Essas mulheres...como demoram com qualquer coisa. — pensa, enquanto acende outro cigarro. Vou esperá-la para voltarmos juntos à nossa mesa.

No segundo cigarro, vê a namorada dançando com outro homem. A surpresa se transforma em aborrecimento, ao ver que ambos estão em conversa animada, ela aninhada nos braços do outro. É um rapaz de uns vinte e poucos anos, cabelos pretos brilhantes de Glostora e bigode fino à Clark Gable.

Como é que pode? — Entretanto, dá um voto de confiança à quase-noiva. — Deve ser algum conhecido que topou com ela à saída do toalete, e ela não teve como se livrar..

Resolve ir para a mesa que ele mesmo reservara.

— Boa noite, Dr. Ivo, boa noite, dona Madalena.

— Boa noite, Nelson — Respondem em uníssono. — Onde está Márcia?

— Está dançando com alguém que não conheço. — Nelson não esconde o aborrecimento.
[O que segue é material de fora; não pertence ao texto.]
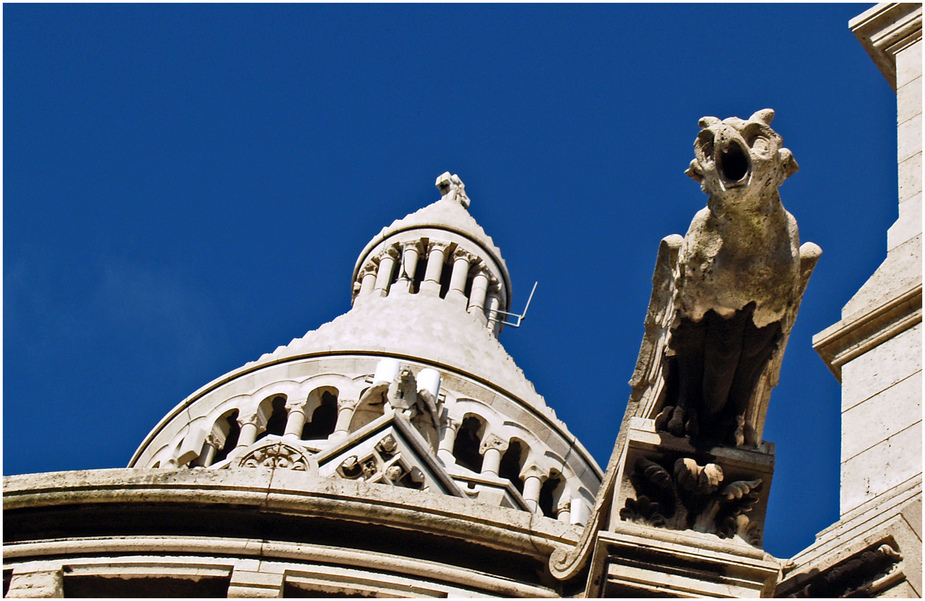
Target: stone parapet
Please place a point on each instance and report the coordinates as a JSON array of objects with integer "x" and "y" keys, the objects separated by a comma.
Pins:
[{"x": 266, "y": 532}]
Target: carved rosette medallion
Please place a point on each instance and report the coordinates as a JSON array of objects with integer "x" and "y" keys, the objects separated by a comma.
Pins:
[{"x": 276, "y": 456}]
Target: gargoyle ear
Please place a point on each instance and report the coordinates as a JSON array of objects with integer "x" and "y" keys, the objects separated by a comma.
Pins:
[
  {"x": 764, "y": 115},
  {"x": 695, "y": 172},
  {"x": 788, "y": 162}
]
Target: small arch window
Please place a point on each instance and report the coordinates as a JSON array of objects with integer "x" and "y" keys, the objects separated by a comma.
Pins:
[
  {"x": 466, "y": 447},
  {"x": 228, "y": 424},
  {"x": 323, "y": 418},
  {"x": 512, "y": 462}
]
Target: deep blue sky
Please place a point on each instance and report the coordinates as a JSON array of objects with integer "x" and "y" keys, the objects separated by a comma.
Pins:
[{"x": 187, "y": 187}]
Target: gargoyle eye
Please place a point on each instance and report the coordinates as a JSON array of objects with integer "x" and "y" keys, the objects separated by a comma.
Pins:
[{"x": 760, "y": 145}]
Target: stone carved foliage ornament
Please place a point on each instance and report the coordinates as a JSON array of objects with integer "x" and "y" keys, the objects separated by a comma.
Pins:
[
  {"x": 856, "y": 576},
  {"x": 726, "y": 294},
  {"x": 691, "y": 496},
  {"x": 384, "y": 465}
]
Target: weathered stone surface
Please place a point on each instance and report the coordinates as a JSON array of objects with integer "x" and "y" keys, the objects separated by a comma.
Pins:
[
  {"x": 910, "y": 177},
  {"x": 909, "y": 60},
  {"x": 882, "y": 467},
  {"x": 883, "y": 366},
  {"x": 909, "y": 224},
  {"x": 881, "y": 416}
]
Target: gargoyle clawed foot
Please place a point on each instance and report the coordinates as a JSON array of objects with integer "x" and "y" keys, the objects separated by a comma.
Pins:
[{"x": 679, "y": 421}]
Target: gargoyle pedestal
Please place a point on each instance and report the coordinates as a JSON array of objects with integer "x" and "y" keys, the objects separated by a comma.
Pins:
[{"x": 681, "y": 508}]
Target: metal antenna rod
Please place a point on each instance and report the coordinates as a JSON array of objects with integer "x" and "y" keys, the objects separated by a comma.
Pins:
[{"x": 520, "y": 317}]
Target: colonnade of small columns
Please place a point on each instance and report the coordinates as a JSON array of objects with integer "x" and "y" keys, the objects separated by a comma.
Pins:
[
  {"x": 484, "y": 298},
  {"x": 254, "y": 423},
  {"x": 298, "y": 413},
  {"x": 492, "y": 449}
]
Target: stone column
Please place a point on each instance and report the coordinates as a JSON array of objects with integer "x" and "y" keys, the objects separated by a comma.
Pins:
[
  {"x": 249, "y": 429},
  {"x": 494, "y": 304},
  {"x": 384, "y": 275},
  {"x": 457, "y": 292},
  {"x": 253, "y": 579},
  {"x": 40, "y": 581},
  {"x": 435, "y": 259},
  {"x": 491, "y": 449},
  {"x": 480, "y": 285},
  {"x": 564, "y": 510},
  {"x": 212, "y": 445},
  {"x": 411, "y": 252},
  {"x": 367, "y": 282},
  {"x": 447, "y": 440},
  {"x": 345, "y": 409},
  {"x": 533, "y": 480},
  {"x": 296, "y": 419}
]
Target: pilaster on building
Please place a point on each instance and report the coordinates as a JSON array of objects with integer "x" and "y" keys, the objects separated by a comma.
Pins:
[{"x": 875, "y": 351}]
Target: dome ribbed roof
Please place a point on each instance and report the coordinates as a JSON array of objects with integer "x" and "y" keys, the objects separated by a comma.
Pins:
[
  {"x": 435, "y": 335},
  {"x": 449, "y": 213}
]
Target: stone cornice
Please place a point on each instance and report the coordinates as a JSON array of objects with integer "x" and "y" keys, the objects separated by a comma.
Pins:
[
  {"x": 884, "y": 30},
  {"x": 858, "y": 333}
]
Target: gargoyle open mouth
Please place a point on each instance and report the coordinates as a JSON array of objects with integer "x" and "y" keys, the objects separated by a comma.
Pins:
[{"x": 734, "y": 164}]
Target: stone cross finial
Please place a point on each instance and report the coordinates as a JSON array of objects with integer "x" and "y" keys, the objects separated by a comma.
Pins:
[{"x": 451, "y": 187}]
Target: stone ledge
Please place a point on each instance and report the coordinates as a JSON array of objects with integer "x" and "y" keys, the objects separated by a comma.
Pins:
[
  {"x": 886, "y": 29},
  {"x": 862, "y": 331}
]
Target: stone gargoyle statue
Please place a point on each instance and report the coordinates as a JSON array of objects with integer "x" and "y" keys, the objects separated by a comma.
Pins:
[{"x": 726, "y": 294}]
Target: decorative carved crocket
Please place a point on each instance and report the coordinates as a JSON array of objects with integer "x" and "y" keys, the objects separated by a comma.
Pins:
[{"x": 739, "y": 276}]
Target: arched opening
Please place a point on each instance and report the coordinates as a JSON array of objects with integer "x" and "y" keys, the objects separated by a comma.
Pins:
[
  {"x": 419, "y": 276},
  {"x": 227, "y": 425},
  {"x": 446, "y": 275},
  {"x": 550, "y": 494},
  {"x": 368, "y": 410},
  {"x": 323, "y": 418},
  {"x": 468, "y": 439},
  {"x": 276, "y": 424},
  {"x": 512, "y": 462}
]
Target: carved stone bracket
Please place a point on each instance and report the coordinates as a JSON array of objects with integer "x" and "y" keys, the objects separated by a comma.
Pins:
[
  {"x": 383, "y": 465},
  {"x": 277, "y": 456},
  {"x": 690, "y": 496},
  {"x": 493, "y": 441},
  {"x": 855, "y": 576}
]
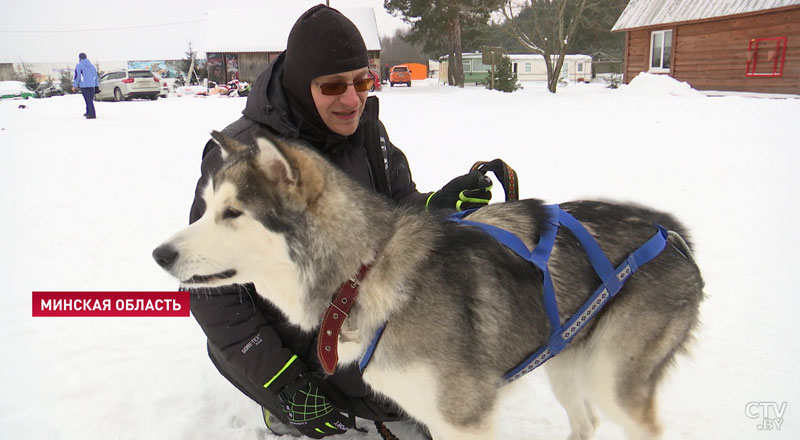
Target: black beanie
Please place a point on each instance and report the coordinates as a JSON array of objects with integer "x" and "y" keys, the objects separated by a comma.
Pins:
[{"x": 322, "y": 42}]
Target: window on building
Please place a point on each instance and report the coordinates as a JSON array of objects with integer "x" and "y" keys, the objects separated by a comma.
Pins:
[
  {"x": 478, "y": 66},
  {"x": 660, "y": 50}
]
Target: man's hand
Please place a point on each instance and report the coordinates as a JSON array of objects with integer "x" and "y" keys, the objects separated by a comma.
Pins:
[
  {"x": 469, "y": 191},
  {"x": 309, "y": 410}
]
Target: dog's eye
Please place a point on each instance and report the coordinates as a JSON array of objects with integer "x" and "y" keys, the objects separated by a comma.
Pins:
[{"x": 231, "y": 213}]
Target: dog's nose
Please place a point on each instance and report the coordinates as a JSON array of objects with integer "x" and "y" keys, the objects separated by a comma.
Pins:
[{"x": 165, "y": 255}]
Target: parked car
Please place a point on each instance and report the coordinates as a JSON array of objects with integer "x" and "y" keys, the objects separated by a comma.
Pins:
[
  {"x": 168, "y": 85},
  {"x": 123, "y": 85},
  {"x": 400, "y": 75},
  {"x": 45, "y": 91},
  {"x": 15, "y": 90}
]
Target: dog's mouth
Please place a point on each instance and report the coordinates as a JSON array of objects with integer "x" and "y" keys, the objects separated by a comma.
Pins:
[{"x": 203, "y": 279}]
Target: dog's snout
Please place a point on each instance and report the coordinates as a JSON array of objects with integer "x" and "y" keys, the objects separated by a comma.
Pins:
[{"x": 165, "y": 255}]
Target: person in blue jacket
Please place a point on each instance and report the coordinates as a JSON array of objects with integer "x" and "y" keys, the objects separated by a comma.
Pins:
[{"x": 86, "y": 80}]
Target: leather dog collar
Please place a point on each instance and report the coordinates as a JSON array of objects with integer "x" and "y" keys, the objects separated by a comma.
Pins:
[{"x": 337, "y": 312}]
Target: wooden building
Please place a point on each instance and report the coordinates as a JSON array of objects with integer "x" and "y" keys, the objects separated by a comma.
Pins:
[
  {"x": 528, "y": 67},
  {"x": 240, "y": 43},
  {"x": 727, "y": 45}
]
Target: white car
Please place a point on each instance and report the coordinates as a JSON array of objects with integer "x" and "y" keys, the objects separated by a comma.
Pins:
[{"x": 123, "y": 85}]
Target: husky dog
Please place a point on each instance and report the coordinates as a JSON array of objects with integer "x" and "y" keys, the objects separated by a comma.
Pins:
[{"x": 459, "y": 308}]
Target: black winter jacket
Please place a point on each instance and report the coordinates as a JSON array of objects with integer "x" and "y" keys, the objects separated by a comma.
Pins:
[{"x": 249, "y": 340}]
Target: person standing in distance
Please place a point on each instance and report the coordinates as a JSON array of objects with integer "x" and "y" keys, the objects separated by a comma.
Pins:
[{"x": 87, "y": 81}]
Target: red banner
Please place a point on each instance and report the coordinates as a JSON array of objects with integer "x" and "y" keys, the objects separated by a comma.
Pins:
[{"x": 128, "y": 304}]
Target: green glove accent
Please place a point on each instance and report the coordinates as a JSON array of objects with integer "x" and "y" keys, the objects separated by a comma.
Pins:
[
  {"x": 309, "y": 410},
  {"x": 469, "y": 191}
]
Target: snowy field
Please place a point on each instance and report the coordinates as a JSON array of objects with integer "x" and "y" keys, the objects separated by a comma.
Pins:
[{"x": 85, "y": 202}]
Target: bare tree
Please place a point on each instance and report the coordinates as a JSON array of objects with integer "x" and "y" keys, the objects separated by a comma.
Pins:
[{"x": 547, "y": 27}]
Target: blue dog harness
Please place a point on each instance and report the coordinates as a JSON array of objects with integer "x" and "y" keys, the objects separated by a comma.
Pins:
[{"x": 612, "y": 280}]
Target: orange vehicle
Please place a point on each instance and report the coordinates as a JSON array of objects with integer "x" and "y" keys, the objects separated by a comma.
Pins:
[{"x": 400, "y": 75}]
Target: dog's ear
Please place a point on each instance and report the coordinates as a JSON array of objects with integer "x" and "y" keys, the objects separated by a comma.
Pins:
[
  {"x": 228, "y": 144},
  {"x": 273, "y": 160}
]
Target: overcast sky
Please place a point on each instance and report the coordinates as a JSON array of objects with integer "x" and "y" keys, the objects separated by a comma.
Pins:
[{"x": 56, "y": 31}]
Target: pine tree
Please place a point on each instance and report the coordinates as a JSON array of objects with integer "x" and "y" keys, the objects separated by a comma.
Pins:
[{"x": 505, "y": 79}]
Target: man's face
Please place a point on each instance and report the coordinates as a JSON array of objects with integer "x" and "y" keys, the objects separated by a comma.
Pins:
[{"x": 340, "y": 112}]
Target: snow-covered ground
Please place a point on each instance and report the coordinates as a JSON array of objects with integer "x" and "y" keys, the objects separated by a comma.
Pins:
[{"x": 85, "y": 202}]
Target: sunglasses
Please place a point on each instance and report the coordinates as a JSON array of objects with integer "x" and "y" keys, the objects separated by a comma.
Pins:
[{"x": 337, "y": 88}]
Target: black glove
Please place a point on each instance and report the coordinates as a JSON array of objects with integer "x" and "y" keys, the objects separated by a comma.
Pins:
[
  {"x": 469, "y": 191},
  {"x": 309, "y": 410}
]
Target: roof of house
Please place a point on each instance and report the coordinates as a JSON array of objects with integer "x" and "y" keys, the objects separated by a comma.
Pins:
[
  {"x": 266, "y": 30},
  {"x": 644, "y": 13},
  {"x": 526, "y": 56}
]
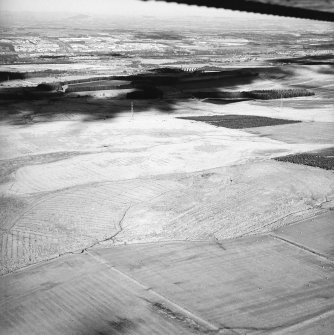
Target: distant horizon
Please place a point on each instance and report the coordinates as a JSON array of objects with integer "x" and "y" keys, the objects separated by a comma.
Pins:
[{"x": 130, "y": 8}]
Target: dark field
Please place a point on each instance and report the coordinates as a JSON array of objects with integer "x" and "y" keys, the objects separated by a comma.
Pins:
[
  {"x": 323, "y": 160},
  {"x": 239, "y": 121}
]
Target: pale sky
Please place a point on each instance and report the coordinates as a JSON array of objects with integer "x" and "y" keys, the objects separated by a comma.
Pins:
[{"x": 114, "y": 7}]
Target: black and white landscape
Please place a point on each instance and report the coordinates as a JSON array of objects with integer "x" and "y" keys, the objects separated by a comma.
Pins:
[{"x": 165, "y": 174}]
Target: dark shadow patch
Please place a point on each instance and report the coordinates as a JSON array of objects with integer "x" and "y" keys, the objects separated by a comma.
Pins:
[
  {"x": 117, "y": 326},
  {"x": 322, "y": 159},
  {"x": 239, "y": 121},
  {"x": 186, "y": 321}
]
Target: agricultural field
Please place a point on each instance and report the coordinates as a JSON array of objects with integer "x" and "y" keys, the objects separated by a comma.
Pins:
[{"x": 161, "y": 173}]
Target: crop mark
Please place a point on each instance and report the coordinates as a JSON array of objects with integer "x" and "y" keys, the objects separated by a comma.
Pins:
[{"x": 181, "y": 318}]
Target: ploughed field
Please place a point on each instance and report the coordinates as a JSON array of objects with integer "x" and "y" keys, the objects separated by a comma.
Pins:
[{"x": 81, "y": 171}]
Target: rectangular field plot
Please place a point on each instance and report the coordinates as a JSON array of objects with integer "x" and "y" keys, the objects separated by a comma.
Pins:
[
  {"x": 239, "y": 121},
  {"x": 322, "y": 159}
]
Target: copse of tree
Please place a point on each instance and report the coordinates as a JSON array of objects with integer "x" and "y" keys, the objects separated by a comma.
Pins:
[
  {"x": 257, "y": 94},
  {"x": 277, "y": 94},
  {"x": 48, "y": 87}
]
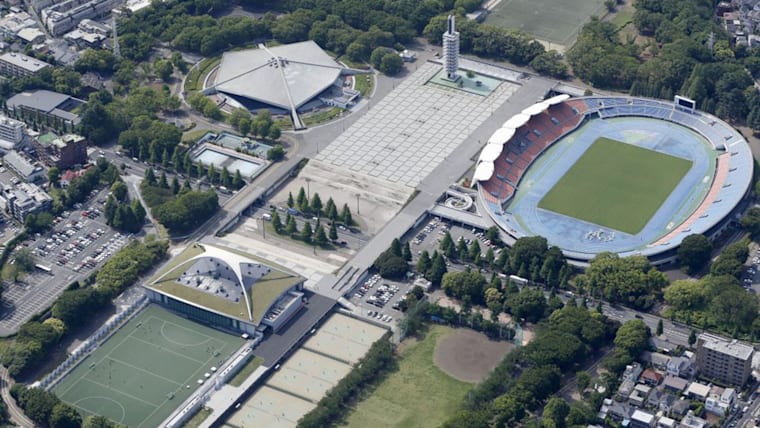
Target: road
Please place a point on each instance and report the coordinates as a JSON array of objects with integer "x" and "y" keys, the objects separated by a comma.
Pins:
[{"x": 17, "y": 415}]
— Márcia dançando com um estranho? Parece impossível! — Dona Madalena é peremptória na afirmativa.

— Deve ser algum conhecido dela. Afinal, não moro aqui e não posso conhecer todas as suas amizades.

Ao mesmo tempo em que dialogam em termos não totalmente cordiais, a mãe se levanta.

— Me mostre onde ela está.

Nelson olha para o salão e perscruta entre os pares que giram pelo salão. Não vê mais Márcia com o homem estranho.

— Não consigo vê-los. Talvez estejam na sacada.

Nelson fica mais chateado. Dirige-se à larga sacada, que se estende por toda a frente do edifício. Percorre de um lado a outro, sem encontrar a namorada. Volta à mesa.

— Na sacada, não estão.

Agora, todos os três estão muito preocupados.

— Vamos procurá-la. — Dr.Ivo determina. — Quem a encontrar primeiro, traga-a para nossa mesa imediatamente. Vou para o saguão da entrada. Madalena, vá até o toalete feminino. Nelson, procure por todos os cantos do salão. Mas não crie encrenca com quem quer que seja, OK?

O baile segue animado, “Lalado e seus Jazz-banders” não descansam em serviço. Nelson percorre o salão, procura Márcia por todos os lugares possíveis, na sala de estar, restaurante, adentrando-se pela cozinha, no que é impedido pelo chefe.

— Estou procurando a filha do Dr. Ivo Santana. É uma moça loira, usando vestido cor-de- rosa, echarpe vermelha sobre os ombros, cabelos penteados para cima.

— Conheço dona Márcia. Mas aqui na cozinha não tá, não, doutor.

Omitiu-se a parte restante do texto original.